Scientists have isolated two genes that protect wheat plants from a disease that threatens the crop worldwide.
In two articles
in the journal Science
, researchers describe a pair of genes that confer resistance to a new, virulent form of a fungal disease called stem rust.
At its worst, stem rust can wipe out nearly an entire wheat field. After a 1953 outbreak destroyed 40 percent of the U.S. spring wheat harvest, scientists bred new varieties with resistance to the disease.
That solved the problem for several decades.
Out of Africa
“But then, just in 1999, a new race evolved in Africa," says Kansas State University plant disease expert Eduard Akhunov. "And they found that it overcomes all these resistance genes.”
First found in Uganda, this new "race" - a strain called Ug99 - has spread from South Africa to Iran.
But experts are worried the fungus won’t stop there. Nearly all of the world’s commercial wheat varieties are susceptible to it.
A global effort is under way to create new, Ug99-proof varieties.
Akhunov is co-author of one article.
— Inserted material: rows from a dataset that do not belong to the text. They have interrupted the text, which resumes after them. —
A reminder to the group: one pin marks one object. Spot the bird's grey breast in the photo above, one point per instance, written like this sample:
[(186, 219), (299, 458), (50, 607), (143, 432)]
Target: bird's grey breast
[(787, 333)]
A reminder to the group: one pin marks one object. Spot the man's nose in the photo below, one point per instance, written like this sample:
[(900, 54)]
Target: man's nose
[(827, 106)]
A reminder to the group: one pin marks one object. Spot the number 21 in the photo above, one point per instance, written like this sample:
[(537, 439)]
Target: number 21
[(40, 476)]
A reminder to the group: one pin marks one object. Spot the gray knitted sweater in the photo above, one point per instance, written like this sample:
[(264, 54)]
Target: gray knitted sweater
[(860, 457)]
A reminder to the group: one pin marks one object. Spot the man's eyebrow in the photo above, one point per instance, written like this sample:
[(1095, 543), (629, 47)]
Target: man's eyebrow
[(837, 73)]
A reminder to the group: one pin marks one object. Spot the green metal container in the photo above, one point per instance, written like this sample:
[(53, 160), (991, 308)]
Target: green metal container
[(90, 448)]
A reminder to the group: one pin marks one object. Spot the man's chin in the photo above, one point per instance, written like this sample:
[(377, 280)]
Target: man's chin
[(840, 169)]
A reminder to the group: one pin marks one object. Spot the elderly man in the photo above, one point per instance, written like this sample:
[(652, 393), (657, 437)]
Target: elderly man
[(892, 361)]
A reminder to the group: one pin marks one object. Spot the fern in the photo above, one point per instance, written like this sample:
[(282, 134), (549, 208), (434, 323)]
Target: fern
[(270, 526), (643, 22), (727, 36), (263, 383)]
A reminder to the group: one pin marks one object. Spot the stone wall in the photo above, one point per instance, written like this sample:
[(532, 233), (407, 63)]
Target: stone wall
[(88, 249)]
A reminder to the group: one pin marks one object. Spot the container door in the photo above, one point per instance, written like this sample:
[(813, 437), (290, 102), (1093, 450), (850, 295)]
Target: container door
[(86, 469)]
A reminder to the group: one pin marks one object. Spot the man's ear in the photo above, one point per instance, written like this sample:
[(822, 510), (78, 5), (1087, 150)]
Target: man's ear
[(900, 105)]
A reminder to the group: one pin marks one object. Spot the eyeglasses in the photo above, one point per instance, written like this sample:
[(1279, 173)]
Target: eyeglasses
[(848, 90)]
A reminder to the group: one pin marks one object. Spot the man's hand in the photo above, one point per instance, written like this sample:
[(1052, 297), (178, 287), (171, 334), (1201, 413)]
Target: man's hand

He says both genes described in the new articles come from wheat’s wild relatives.
New alarm system
“Our gene is some kind of surveillance molecule that will try to sense if [the] pathogen is invading or not,” Akhunov says.
He says wheat plants don’t sense that Ug99 is invading because the fungal proteins that used to set off alarms have mutated.
The newly described genes restore the wheat plant’s ability to recognize the invading fungus, says plant biologist Jan Dvorak at the University of Califoria at Davis, co-author of the other new article.
“The gene for resistance is a gene which gives the wheat plant a sensor again," says Dvorak. "It says, ‘Ah, we missed this guy.’ And the wheat plant suddenly is able to see again.”
Breeding better wheat
Eduard Akhunov says researchers could use genetic engineering to quickly put both genes into wheat plants at the same time. But he says now may not be the time because many people don’t trust gene-splicing technology.
“Maybe in the future," Akhunov says. "Because until the public is ready for that, I don’t think there is a way of using that approach.”
Others say genetic engineering may not save much time because of advances in conventional breeding. When conventional breeders mate two plants, they use genetic markers to find offspring with the genes they want.
“Now you have the perfect markers," says Jose Costa, head of grain crop research at the U.S. Department of Agriculture. "It makes things a lot easier and more targeted.”
Wheat varieties resistant to Ug99 have been released in several South Asian countries. More are on the way. But experts warn that diseases will continue to evolve, and fighting them is a never-ending battle.